Osiris, ‘Anlamaya gerek yok’ diye mırıldandı ve ortaya çıktığı hızla ortadan kayboldu.
“……”
Vikir düşüncelere dalmıştı.
Onu takip eden kadınlar, babasının beyaz oksitlenmiş bedeni, soğumuş Yıkım Kapısı, Onlar’ın sonuncusuyla son savaş.
Midesi çılgınca çalkalanıyordu ve zihni hızla çalışıyordu.
Vikir derin bir nefes aldı.
Gemi sallanıyor olabilir ama yürek sarsılmamalı.

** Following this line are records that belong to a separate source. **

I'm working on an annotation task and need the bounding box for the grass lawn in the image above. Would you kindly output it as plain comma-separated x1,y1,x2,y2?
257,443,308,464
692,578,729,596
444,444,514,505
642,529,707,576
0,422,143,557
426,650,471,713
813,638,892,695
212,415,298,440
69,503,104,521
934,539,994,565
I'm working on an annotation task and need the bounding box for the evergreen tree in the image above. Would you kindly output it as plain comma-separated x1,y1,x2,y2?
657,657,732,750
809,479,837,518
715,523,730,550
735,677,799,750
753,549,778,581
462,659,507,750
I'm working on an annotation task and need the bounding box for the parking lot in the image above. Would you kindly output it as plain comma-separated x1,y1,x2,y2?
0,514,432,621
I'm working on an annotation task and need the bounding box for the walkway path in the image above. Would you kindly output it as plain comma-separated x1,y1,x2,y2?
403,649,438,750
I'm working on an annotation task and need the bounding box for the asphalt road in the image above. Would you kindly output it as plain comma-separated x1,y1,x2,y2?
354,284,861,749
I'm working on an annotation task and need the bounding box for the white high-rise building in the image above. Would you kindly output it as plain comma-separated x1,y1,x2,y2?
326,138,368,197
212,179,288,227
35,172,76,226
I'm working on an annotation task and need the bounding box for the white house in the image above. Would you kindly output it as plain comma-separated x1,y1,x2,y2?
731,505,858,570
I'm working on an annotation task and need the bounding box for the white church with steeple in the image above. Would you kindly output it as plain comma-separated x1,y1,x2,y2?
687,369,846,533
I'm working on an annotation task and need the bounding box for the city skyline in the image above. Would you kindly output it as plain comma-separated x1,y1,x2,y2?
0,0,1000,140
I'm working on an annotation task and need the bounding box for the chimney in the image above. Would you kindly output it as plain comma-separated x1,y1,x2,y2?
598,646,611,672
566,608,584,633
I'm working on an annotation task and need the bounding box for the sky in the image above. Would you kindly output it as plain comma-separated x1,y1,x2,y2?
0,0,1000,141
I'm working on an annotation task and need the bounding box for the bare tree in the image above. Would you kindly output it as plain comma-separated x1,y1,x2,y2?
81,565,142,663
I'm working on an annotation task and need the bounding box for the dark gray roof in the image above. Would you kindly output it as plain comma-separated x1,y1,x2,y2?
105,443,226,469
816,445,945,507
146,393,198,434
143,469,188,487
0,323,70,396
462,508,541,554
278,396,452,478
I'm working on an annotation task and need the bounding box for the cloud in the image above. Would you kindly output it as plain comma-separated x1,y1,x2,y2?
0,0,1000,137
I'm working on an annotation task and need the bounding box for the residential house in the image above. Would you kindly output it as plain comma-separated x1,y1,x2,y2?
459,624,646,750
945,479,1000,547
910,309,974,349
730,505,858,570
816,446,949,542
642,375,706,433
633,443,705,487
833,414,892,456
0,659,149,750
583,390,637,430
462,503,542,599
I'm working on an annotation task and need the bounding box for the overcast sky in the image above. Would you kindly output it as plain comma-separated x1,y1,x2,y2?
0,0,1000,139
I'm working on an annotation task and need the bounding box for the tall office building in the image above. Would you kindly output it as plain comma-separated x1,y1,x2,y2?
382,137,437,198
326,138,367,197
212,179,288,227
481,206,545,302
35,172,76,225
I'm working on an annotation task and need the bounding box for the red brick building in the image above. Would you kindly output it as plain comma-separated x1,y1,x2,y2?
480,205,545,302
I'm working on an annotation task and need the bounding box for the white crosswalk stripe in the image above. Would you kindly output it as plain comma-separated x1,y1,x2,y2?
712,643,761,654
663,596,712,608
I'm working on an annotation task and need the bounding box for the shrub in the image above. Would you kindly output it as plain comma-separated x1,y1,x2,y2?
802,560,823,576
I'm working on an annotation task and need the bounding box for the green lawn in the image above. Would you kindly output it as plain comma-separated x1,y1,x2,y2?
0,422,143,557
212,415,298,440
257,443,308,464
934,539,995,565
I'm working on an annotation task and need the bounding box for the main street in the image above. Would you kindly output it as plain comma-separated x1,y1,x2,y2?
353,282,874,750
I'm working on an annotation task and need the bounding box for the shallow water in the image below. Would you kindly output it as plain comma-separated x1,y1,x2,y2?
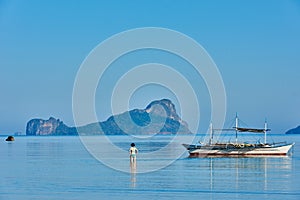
0,134,300,200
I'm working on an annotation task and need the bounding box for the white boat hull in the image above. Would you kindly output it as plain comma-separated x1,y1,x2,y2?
189,143,294,157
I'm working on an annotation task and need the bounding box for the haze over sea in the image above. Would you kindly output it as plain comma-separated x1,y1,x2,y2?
0,134,300,200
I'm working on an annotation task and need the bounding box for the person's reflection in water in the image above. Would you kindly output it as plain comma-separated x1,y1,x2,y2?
130,161,136,188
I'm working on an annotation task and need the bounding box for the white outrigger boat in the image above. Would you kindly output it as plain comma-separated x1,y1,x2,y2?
183,116,295,157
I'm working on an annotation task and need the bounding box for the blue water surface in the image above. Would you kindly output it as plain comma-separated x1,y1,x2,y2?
0,134,300,200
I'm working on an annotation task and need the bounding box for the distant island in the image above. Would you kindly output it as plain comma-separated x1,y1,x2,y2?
26,99,191,136
285,126,300,134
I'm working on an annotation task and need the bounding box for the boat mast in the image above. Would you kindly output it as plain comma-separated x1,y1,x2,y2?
264,119,268,144
209,122,214,145
235,113,239,144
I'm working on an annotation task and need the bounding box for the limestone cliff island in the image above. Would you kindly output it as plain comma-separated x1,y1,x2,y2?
26,99,191,136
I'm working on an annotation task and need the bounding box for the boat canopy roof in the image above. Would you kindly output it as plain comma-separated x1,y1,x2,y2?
234,127,271,133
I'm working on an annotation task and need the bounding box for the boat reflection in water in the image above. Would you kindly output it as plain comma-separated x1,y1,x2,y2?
183,115,295,157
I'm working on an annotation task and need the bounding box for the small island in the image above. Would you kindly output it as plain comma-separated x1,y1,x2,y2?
26,99,191,136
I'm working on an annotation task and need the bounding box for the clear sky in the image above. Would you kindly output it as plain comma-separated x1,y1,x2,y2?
0,0,300,134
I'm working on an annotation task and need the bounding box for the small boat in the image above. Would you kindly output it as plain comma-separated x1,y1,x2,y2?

Özellikle de böyle bir anda.
Vikir düşüncelerini temizlemek için başını salladı.
Geleceği düşünmeye gerek yok.
Sadece bir şey.
“Şeytanlar öldürür.”
Tek yapmamız gereken, hemen köşede olan Birinci Ceset’e karşı kafa kafaya savaşa girmek.
Ve daha sonra.
Dünyanın merkezinde, kararmış gökyüzü ve su ile ilk bakışta büyük bir kaos gibi görünen bir şey vardı.
Sivri bir bina ufku delip yükseliyordu.
Kirko korkulukta durup bağırdı.
“Bu Merkez Saat Kulesi! Kitaplarda görmüştüm!”
Zamanın geçişini gölgede bırakan İmparatorluk Başkenti’nin simgesi, dimdik ayakta, değişmeyen heybetiyle görülüyordu.
Colosseo Akademisi dahil her şeyin sular altında kaldığı metropolün merkezi.
Donanma, bir zamanlar refah ve modanın simgesi olan bir şehrin üzerinde ilerliyor.
Bu, İmparatorluk Başkentine tam teşekküllü ama bir o kadar da acı bir girişti.